22 U.S. 603 (1824)
9 Wheat. 603
Ex parte WOOD & BRUNDAGE.
Supreme Court of United States.
March 11, 1824.
March 17, 1824.
This cause was argued by Mr. Haines,[a] in support of the rule, and by Mr. Emmett,[b] against it.
Mr. Justice STORY delivered the opinion of the Court.
The District Judge of the southern district of New-York, under the 10th section of the patent act, of the 21st of February, 1793, chapter 11., granted a rule upon Charles Wood and Gilbert 604*604 Brundage, at the instance and complaint of Jethro Wood, to show cause why process should not issue against them, to repeal a patent granted to them for a certain invention, in due form of law; and upon hearing the parties, no sufficient cause being, in his judgment, shown to the contrary, he, on the 2d day of July, 1823, passed an order, that the said rule be made absolute, and that the said patent be repealed; and that process issue to repeal the said patent, and for the costs of the complainant.

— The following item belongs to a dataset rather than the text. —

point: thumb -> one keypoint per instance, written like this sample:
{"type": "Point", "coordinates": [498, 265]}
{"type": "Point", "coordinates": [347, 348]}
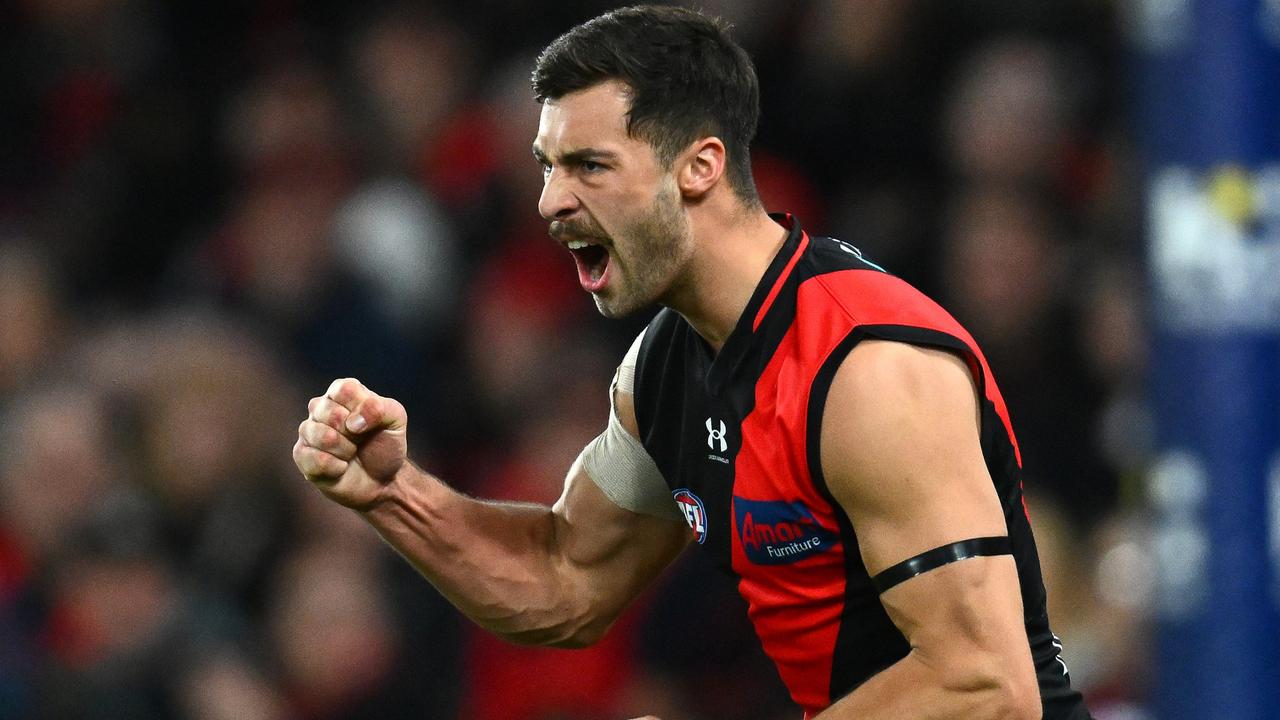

The patentees, by their counsel, moved the Court to direct a record to be made of the whole proceedings, and that process, in the nature of a scire facias, should be issued, to try the validity of the patent. The Court denied the motion, upon the ground that these were summary proceedings, and that the patent was repealed de facto, by making the rule absolute; and that the process to be issued, was not in the nature of a scire facias, to try the validity of the patent, but merely process repealing the patent.
A motion was made, on a former day of this term, in behalf of the patentees, for a rule upon the district Judge, to show cause why a mandamus should not issue from this Court, directing him to make a record of the proceedings in the cause, and to issue a scire facias, for the purpose of trying the validity of the patent. The rule having been granted, and due service had, the case has since been argued by counsel, for and against the rule; and the opinion of this Court is now to be delivered.
Two objections have been urged at the bar, 605*605 against the making this rule absolute. The first is, that these proceedings, being summary, are not properly matters of record. The second, that this is not a case in which, by law, a scire facias, or process in the nature of a scire facias, can be awarded, to try the validity of the patent.
Both of these objections are founded upon the provisions of the 10th section of the patent act, and must be decided by a careful examination of those provisions. The words are, “that, upon oath or affirmation being made, before the Judge of the District Court, where the patentee, his executors, &c. reside, that any patent, which shall be issued in pursuance of this act, was obtained surreptitiously, or upon false suggestion, and motion made to the said Court within three years after issuing the said patent, but not afterwards, it shall and may be lawful for the Judge of the said District Court, if the matter alleged shall appear to him to be sufficient, to grant a rule that the patentee, or his executor, &c. show cause why process should not issue against him, to repeal such patent; and if sufficient cause shall not be shown to the contrary, the rule shall be made absolute; and thereupon, the Judge shall order process to be issued against such patentee, or his executors, &c., with costs of suit. And in case no sufficient cause shall be shown to the contrary, or if it shall appear that the patentee was not the true inventor or discoverer, judgment shall be rendered by such Court for the repeal of the said patent. And if the party at whose complaint the process issued, shall have judgment given against him, he shall pay all 606*606 such costs as the defendant shall be put to in defending the suit, to be taxed by the Court, and recovered in due course of law.”